Setelah menutup telepon, pria itu berdiri terpaku di depan jendela besar. Tatapannya kosong, wajahnya tegang diliputi kegelisahan. Rahasia yang selama ini ia susun dengan begitu rapi mulai terancam terbongkar oleh kemunculan seorang perempuan yang diduga mengandung anak Luis.
Dari arah pintu, muncul Isabel — istri Aldo sekaligus adik kandung Tuan Alex. Ia membawa secangkir teh di atas piring kecil dan meletakkannya perlahan di atas meja kerja Aldo.
Tanpa berkata apa-apa, Isabel mendekat dan mengusap punggung suaminya dengan lembut. Ia tahu, dari sorot mata Aldo, kalau sang suami sedang memikirkan sesuatu yang sangat berat.
“Ada apa, Mas? Wajahmu terlihat tegang sekali,” tanya Isabel lembut, suaranya nyaris berbisik.
Aldo menarik napas panjang sebelum menjawab.
“Semuanya mulai keluar dari jalur, Isabel. Luis mulai curiga… dan jika dia tahu kebenarannya, semuanya akan hancur. Semua yang kita rencanakan selama ini, sia-sia.”
Isabel menatap suaminya tajam di selingi kerutan kening.
“Lalu apa yang akan kamu lakukan?
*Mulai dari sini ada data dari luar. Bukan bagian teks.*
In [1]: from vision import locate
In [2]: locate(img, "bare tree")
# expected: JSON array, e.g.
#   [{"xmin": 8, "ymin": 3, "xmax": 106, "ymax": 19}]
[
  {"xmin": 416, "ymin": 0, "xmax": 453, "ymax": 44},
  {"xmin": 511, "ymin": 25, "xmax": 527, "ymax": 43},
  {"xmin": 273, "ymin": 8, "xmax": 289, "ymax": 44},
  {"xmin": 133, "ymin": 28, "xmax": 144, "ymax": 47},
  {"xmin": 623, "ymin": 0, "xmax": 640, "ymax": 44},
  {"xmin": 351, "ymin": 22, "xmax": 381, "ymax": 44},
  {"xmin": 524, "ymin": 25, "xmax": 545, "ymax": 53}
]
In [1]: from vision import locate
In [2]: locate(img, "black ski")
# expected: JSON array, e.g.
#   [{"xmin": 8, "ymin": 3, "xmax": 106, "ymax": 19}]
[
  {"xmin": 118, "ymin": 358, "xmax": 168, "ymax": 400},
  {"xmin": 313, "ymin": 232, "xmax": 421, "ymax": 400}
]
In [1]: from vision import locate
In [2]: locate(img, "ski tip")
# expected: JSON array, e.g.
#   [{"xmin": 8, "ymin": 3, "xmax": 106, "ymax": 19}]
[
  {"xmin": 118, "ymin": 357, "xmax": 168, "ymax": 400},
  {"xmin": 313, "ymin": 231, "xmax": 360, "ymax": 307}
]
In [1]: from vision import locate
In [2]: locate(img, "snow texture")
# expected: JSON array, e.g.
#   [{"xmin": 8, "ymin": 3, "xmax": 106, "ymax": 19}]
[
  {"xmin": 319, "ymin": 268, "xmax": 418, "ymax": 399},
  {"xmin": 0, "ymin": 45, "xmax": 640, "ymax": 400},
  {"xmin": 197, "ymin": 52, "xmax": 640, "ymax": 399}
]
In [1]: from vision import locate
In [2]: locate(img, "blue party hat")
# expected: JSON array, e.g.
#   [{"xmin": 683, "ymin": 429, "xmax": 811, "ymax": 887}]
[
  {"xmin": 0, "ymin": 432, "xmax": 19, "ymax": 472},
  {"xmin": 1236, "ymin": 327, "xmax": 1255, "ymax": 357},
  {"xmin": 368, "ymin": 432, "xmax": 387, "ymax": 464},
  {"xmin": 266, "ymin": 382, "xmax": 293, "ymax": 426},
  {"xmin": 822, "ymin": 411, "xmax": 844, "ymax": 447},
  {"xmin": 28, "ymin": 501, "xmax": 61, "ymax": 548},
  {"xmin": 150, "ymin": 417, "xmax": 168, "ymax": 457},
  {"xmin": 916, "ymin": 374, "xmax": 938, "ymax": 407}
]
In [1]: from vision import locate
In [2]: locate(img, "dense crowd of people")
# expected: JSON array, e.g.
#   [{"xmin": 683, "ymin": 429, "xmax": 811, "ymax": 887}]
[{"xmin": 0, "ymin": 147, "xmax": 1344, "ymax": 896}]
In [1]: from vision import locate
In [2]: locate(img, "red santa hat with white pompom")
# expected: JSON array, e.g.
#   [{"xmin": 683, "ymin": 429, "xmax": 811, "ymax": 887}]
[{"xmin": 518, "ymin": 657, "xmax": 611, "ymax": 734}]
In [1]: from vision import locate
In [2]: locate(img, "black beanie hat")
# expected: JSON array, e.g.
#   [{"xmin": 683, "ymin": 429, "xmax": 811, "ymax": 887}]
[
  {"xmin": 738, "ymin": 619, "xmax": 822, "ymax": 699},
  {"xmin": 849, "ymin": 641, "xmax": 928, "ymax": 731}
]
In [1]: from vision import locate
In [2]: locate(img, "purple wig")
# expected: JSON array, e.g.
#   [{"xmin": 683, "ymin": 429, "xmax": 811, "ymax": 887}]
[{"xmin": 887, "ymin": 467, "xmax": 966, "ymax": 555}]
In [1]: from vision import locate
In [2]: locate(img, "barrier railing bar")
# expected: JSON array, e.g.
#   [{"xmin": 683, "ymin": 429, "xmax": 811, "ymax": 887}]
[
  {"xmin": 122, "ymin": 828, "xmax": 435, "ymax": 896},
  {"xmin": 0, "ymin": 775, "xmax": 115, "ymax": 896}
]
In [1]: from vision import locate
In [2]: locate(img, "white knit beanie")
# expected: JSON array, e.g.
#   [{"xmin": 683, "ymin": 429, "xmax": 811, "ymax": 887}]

Kamu tidak bisa terus-menerus menutupi kebohongan ini, Mas. Cepat atau lambat, kebenaran akan terbongkar.”
Aldo memejamkan mata, menggenggam tangannya erat.
“Kalau perlu, aku akan menghilang perempuan itu dan bayinya sebelum semuanya terlambat. Demi keluarga kita… demi masa depan Rafael dan cucu Ricard, aku harus melakukannya,” ujar Aldo tegas.
Isabel terdiam. Ia tahu suaminya bukan orang yang mudah digoyahkan oleh rasa bersalah.
“Kalau memang itu sudah menjadi keputusanmu, Mas, aku akan ikut. Jangan sampai kejayaan keluarga Alvaro jatuh ke tangan orang yang tak dikenal,” jawab Isabel mantap.
“Bagus. Mulai sekarang, pererat hubunganmu dengan Alex dan Angelina — tapi lakukan seperti biasa, jangan sampai mereka curiga. Selebihnya serahkan padaku,” sahut Aldo.
Isabel mengangguk, perempuan paruh baya yang senantiasa mengikuti kemauan Aldo atas dasar cinta.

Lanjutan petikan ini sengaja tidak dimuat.